Die Erfahrungen, die während der Pleite der City BKK gesammelt wurden, zeigen, dass es bei der Insolvenz einer Krankenkasse noch viele Unwägbarkeiten gibt. Im Juli dieses Jahres wurde die City BKK wegen zu hoher Verschuldung vom Bundesversicherungsamt geschlossen, sie hatte fast 140 000 Mitglieder. Obwohl der Gesetzgeber den Patienten für den Fall einer Insolvenz einen reibungslosen Wechsel zu anderen gesetzlichen Krankenkassen verspricht, war für viele Betroffene, vor allem Senioren und kranke Patienten, dieser Wechsel alles andere als leicht. Denn einige Kassen versuchten, die potentiellen Mitglieder mit dem Hinweis fernzuhalten, dass die neu zu erstellenden Gutachten über deren Pflegestufe möglicherweise ungünstiger ausfallen könnten. Auch für die Beschäftigten der City BKK gestaltet sich Weisbrod-Frey zufolge die berufliche Zukunft nach der Schließung schwierig. »Da wurde vielen zwar die Weiterbeschäftigung bei anderen Kassen angeboten, jedoch mitunter in einer ganz anderen Region in Deutschland«, kritisiert er.

Weitere Insolvenzen von Krankenkassen würden unter neuen Vorzeichen stattfinden. Denn mit der Einführung des Gesundheitsfonds hat sich die damalige Bundesregierung von dem Gedanken der gesetzlichen Krankenkasse verabschiedet, die im weitesten Sinne noch einen staatlichen Auftrag hatte. Seit 2009 ist die Umwandlung von Krankenkassen zu Wirtschaftsunternehmen rapide vorangeschritten. Durch das sperrig benannte – GKV-Organisationsweiterentwicklungsgesetz hat der Gesetzgeber erstmals die Möglichkeit geschaffen, gesetzliche Kassen in die Insolvenz zu führen. Dadurch werden sie auch rechtlich immer mehr wie Wirtschaftsunternehmen behandelt. Weisbrod-Frey sieht darin das Hauptproblem. Denn durch die Möglichkeit von Schließung und Insolvenz geraten auch die Beschäftigten in eine prekäre Situation.

»Da kann sich schnell eine Mentalität von ›hire and fire‹ ausbreiten«, sagt Weisbrod-Frey. Die Krankenkassen können sich in Krisenzeiten im schlimmsten Fall ohne Kündigungsschutz von ihren Mitarbeitern trennen. Bei der City BKK zeigte sich, dass kündbare Verträge sofort beendet wurden, auch Beschäftigte mit unkündbaren Verträgen landeten vor dem Arbeitsgericht. Insofern dürften von den nun befürchteten Schließungen vor allem die Mitarbeiter der Krankenkassen betroffen sein. Für die Gewerkschaft Verdi sind Schließungen und Insolvenzen der falsche Weg. »Wir brauchen eher Zusammenschlüsse als Schließungen«, sagt Weisbrod-Frey. Allerdings geht man auch bei Verdi von einem Schrumpf-ungsprozess aus. Es sei wirtschaftlich immer unrentabler geworden, für jede Kasse einen eigenen Verwaltungsapparat zu unterhalten. Erste Kritiker warnen bereits vor einer »sozialistischen Einheitskasse«. Und diese Entwicklung wird ausgerechnet wird teilweise von einer schwarz-gelben Bundesregierung forciert.
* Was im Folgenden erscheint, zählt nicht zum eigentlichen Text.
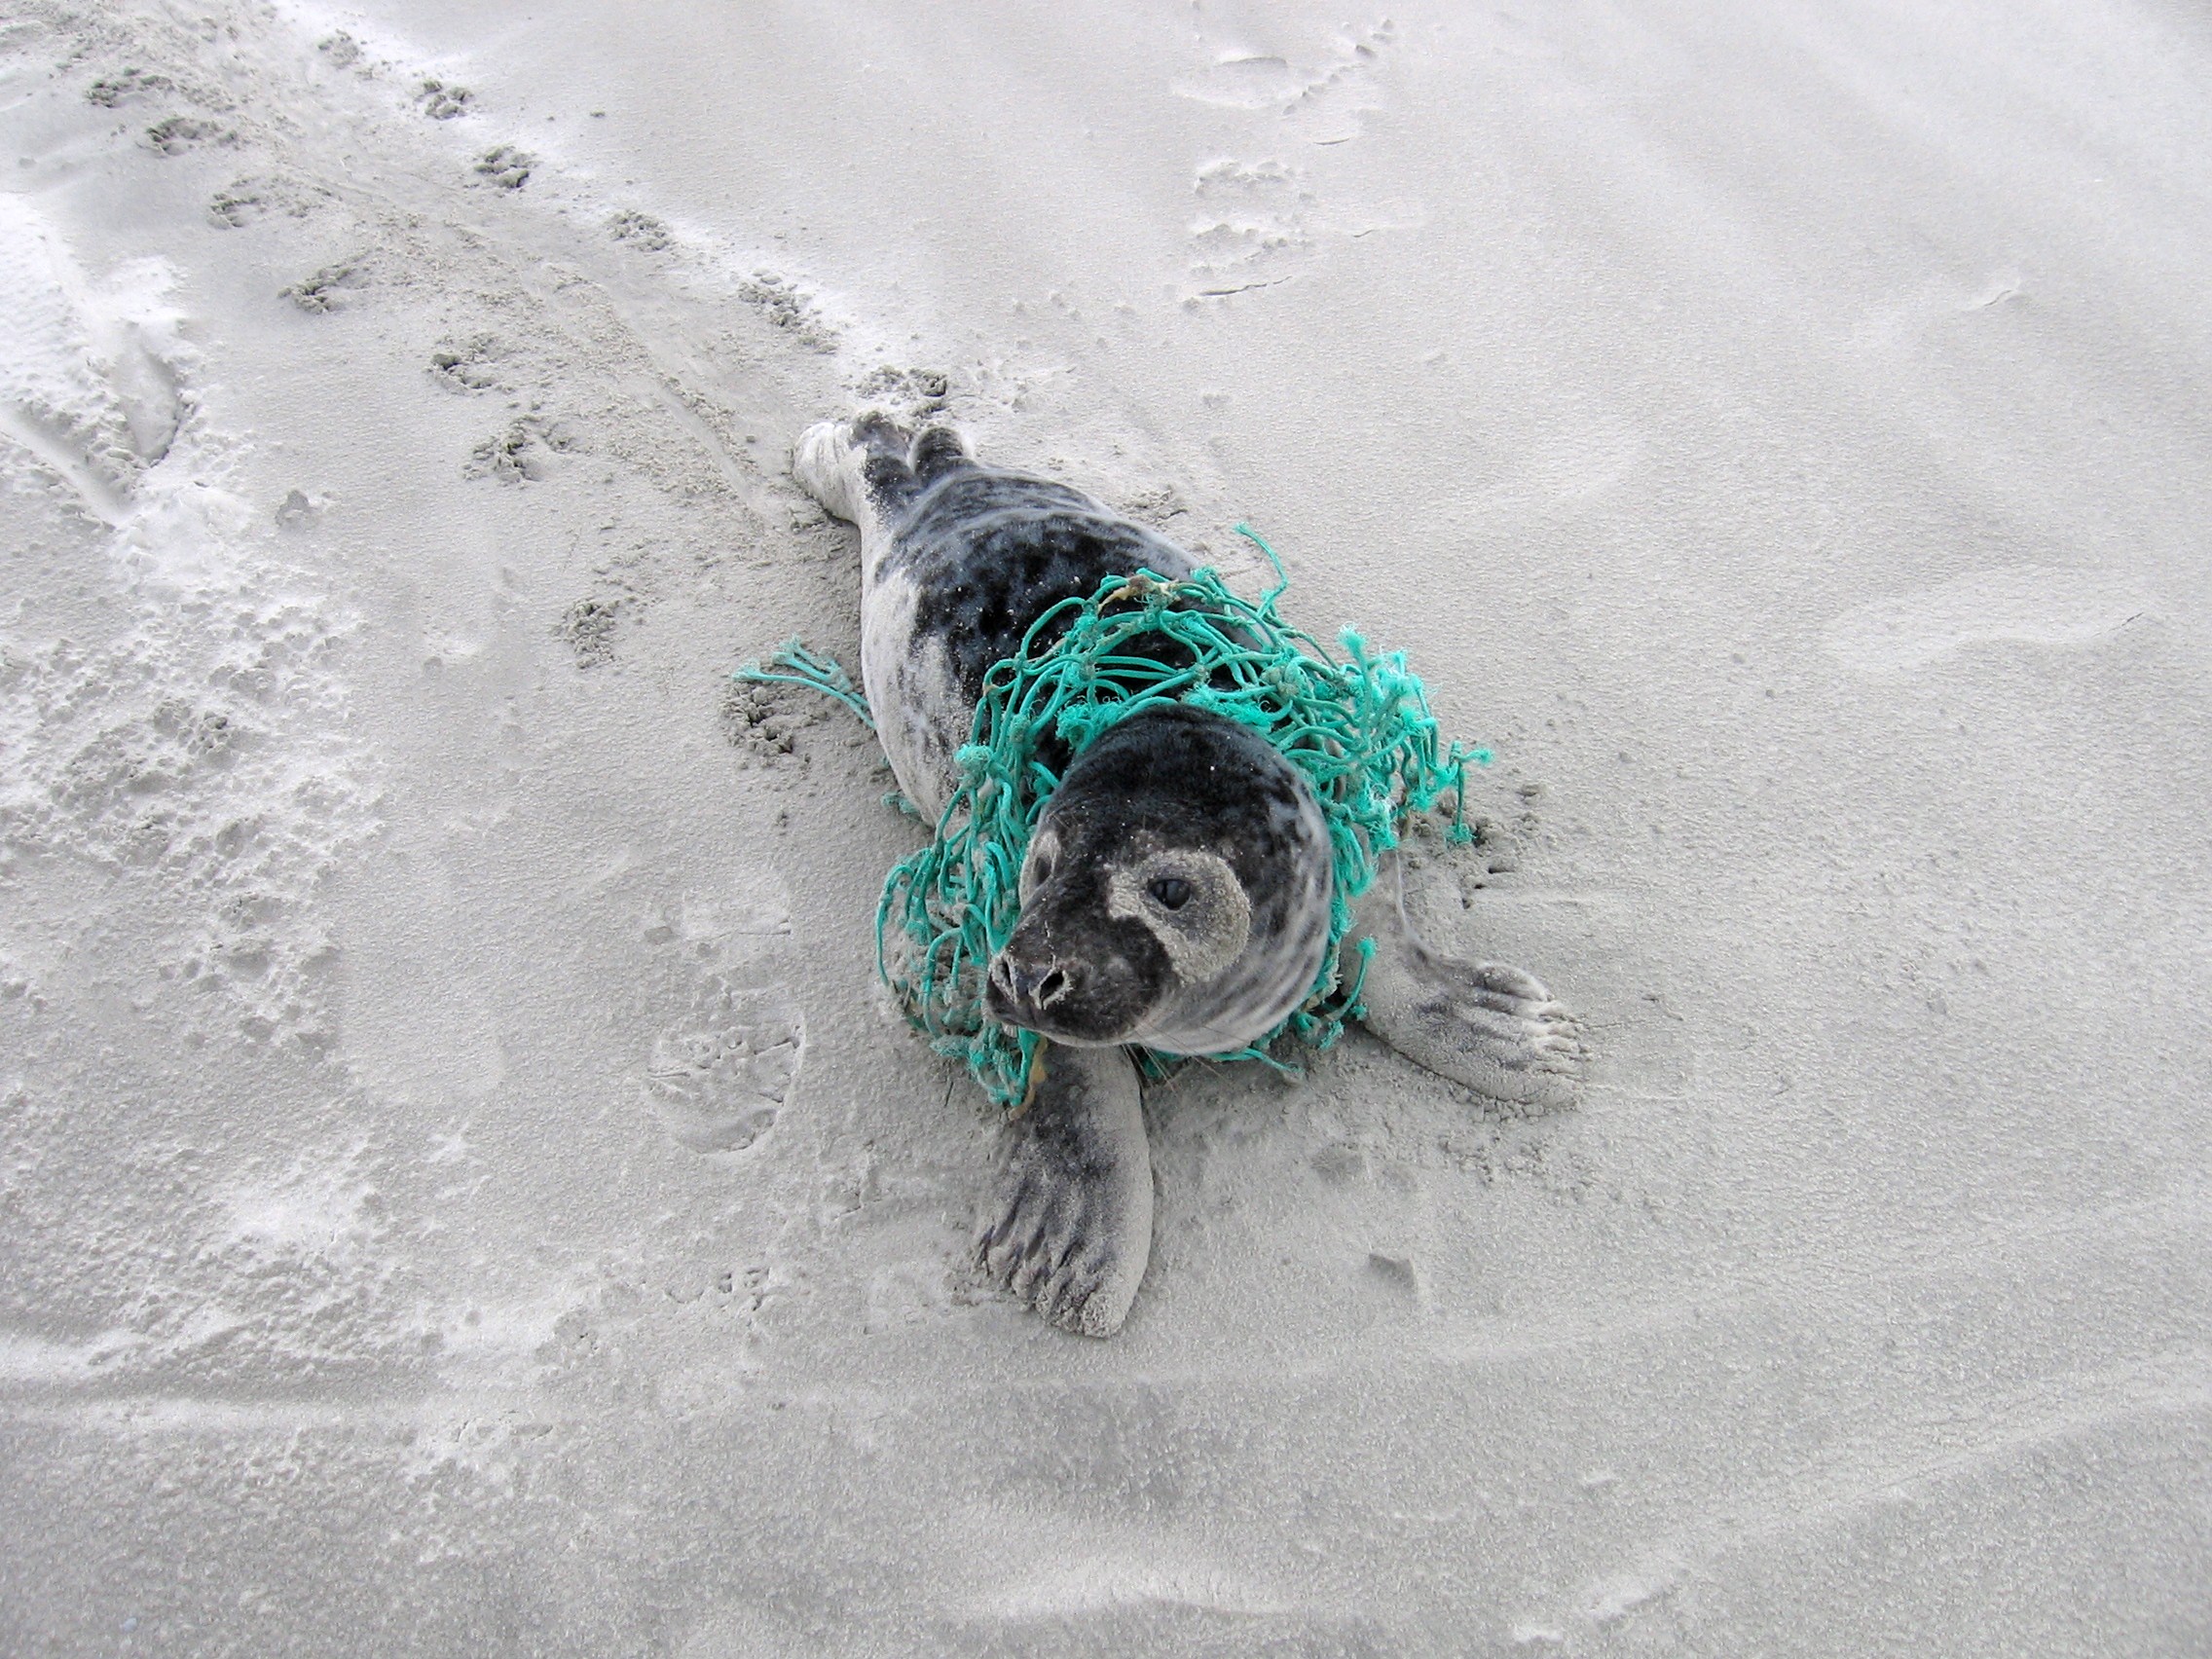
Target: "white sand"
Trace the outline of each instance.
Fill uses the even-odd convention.
[[[2212,1648],[2200,15],[470,10],[0,14],[0,1650]],[[1157,1092],[1109,1344],[721,678],[933,373],[1597,1052]]]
Bundesgesundheitsminister Daniel Bahr (FDP) will von solchen Befürchtungen allerdings nichts hören. Gegenüber der Bild-Zeitung sagte er, dass die beschworene Massenpleite von Krankenkassen »Unsinn« sei. Und ergänzte schnell, die »Finanzierung der Krankenkassen ist solide und stabil«. Das hat man auch schon mal in Bezug auf die Rente gehört.